Molecules once thought to be harmful metabolic byproducts may play important roles in early development and gene regulation, according to a new study published today. nature It challenges decades of biochemical assumptions.
In this study, Northwestern Medicine researchers discovered that L-2-hydroxyglutarate (L-2-HG), a compound previously associated with a rare metabolic disease, functions as a signaling molecule that helps regulate gene expression and supports normal growth in mice.
The findings suggest that some metabolites once thought to be purely toxic may have important physiological functions, said Navdeep Chander, Ph.D., professor of biochemistry and molecular genetics and senior author of the new study.

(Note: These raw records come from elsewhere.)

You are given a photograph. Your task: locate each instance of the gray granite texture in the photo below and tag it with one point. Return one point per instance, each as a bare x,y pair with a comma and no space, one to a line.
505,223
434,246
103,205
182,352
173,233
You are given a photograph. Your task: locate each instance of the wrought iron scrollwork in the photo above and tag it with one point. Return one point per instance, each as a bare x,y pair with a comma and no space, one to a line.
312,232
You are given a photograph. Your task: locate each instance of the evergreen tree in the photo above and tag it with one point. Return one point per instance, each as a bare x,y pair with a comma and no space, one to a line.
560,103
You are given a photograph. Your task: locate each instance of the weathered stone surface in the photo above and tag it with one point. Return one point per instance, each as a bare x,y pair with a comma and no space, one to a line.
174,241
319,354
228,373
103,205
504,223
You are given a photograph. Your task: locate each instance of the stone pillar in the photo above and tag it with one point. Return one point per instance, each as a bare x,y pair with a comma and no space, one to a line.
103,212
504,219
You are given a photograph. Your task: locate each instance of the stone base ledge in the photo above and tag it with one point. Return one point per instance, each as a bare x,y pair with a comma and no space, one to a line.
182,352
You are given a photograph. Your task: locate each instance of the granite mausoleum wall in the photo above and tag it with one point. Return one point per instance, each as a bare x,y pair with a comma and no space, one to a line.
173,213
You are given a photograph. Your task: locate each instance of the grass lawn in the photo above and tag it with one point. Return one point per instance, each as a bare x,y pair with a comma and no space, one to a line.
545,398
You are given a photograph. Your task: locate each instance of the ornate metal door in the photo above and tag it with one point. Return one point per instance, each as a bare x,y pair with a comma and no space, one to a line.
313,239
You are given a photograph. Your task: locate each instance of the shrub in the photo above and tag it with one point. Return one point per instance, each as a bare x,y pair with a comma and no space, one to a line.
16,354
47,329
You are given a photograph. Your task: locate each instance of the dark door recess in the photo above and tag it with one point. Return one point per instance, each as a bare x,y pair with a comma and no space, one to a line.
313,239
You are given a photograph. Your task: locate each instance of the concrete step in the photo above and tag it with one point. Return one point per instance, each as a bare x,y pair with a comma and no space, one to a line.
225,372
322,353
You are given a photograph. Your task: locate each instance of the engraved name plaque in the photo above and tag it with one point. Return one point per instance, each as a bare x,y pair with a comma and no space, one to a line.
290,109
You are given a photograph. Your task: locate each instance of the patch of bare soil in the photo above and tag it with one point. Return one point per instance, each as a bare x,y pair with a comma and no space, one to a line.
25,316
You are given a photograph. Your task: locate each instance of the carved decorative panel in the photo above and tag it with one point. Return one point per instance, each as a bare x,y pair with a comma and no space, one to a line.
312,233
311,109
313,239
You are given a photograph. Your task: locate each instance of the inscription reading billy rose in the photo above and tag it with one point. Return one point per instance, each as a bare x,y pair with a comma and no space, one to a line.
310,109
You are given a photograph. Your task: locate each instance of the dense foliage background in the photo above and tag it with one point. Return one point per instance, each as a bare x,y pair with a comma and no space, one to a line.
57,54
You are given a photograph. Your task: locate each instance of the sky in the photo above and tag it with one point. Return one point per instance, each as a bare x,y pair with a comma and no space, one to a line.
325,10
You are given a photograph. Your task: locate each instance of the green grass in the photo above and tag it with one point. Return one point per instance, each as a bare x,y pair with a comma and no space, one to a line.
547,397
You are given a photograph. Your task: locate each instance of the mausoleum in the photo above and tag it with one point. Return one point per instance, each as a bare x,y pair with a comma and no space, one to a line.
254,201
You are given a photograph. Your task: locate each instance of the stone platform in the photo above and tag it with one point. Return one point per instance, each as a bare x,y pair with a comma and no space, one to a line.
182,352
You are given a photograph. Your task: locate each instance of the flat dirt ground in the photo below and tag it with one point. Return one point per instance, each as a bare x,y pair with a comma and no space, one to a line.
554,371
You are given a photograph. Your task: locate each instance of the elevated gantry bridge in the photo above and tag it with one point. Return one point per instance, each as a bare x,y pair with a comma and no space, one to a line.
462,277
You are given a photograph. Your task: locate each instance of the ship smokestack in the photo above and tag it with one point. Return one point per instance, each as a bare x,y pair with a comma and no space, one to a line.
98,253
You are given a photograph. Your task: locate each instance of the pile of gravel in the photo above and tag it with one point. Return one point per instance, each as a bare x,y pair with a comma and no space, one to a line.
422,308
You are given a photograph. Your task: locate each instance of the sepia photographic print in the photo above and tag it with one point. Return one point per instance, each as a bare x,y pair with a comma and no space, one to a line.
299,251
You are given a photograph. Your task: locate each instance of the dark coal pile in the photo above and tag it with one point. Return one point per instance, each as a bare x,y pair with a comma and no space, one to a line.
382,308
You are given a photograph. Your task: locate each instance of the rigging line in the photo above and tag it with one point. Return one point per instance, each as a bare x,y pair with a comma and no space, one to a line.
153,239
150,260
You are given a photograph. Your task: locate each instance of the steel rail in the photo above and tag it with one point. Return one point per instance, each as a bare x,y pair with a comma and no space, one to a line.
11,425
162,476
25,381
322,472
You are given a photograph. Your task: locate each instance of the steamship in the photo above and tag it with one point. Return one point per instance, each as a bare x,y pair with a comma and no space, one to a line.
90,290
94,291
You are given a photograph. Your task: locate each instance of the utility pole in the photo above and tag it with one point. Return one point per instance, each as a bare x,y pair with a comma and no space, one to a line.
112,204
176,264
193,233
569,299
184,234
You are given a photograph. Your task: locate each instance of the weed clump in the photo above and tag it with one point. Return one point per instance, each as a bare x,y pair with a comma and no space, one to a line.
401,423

“This metabolite was previously described as a toxic metabolite and not part of normal physiology,” said Chandel, who is also the David W. Kugel, MD, professor of medicine in the Division of Pulmonary and Critical Care Medicine and Chan Zuckerberg Initiative investigator. “In this case, we found that it is involved in kidney development.”
For many years, L-2-HG was primarily considered a metabolic waste product. In healthy cells, this molecule is kept at very low levels by an enzyme called L-2-HG dehydrogenase (L2HGDH), which converts it to another compound, 2-oxoglutarate. When this process fails in humans, the resulting accumulation of L-2-HG causes neurological disorders in rare cases.
For this reason, scientists have mainly treated L-2-HG as a harmful byproduct. But new research has reconstructed that story.
“We generally think it’s all about our genes, right? Sometimes we turn on genes, and sometimes we turn genes off,” says Chandel. “And then there’s metabolism. It’s just for energy. What we discovered is that mitochondria can also determine these genetic responses. Mitochondria are not just passive players.”
To determine how L‑2‑HG functions, researchers mapped L‑2‑HG interactions with proteins and discovered that L‑2‑HG targets a family of enzymes that modulate gene activity by modifying chromatin.
The researchers, in collaboration with the lab of study co-author Dr. Ali Shilatifard, the Robert Francis Ferchgott Professor of Biochemistry and Molecular Genetics and director of the Simpson Query Epigenetics Laboratory, discovered that L-2‑HG inhibits the KDM4 family of demethylases and increases histone H3K9me3, a repressive histone mark that shuts down gene transcription. At specific sites.
“It blocks transcription by hitting specific H3K9 methylation marks,” said the study’s lead author Ram P. Chakrabarty, Ph.D., a postdoctoral fellow in the Chandel lab.
In mouse embryonic stem cells, increased levels of L‑2‑HG decreased the activity of specific genes, confirming its role as a regulator of gene expression.
“This is an example of a metabolite that we know has nothing to do with ATP production,” says Chandel. “This is a metabolite that exists to transmit information between the mitochondria and the nucleus and determine the fate of the cell.”
Mice engineered to reduce L-2-HG levels during development showed impaired growth, increased mortality, and kidney abnormalities, according to the study.
“This is a metabolite that sends signals and controls physiological functions,” says Chandel. “Because if you just remove that metabolite, you’re going to have obvious kidney pathology.”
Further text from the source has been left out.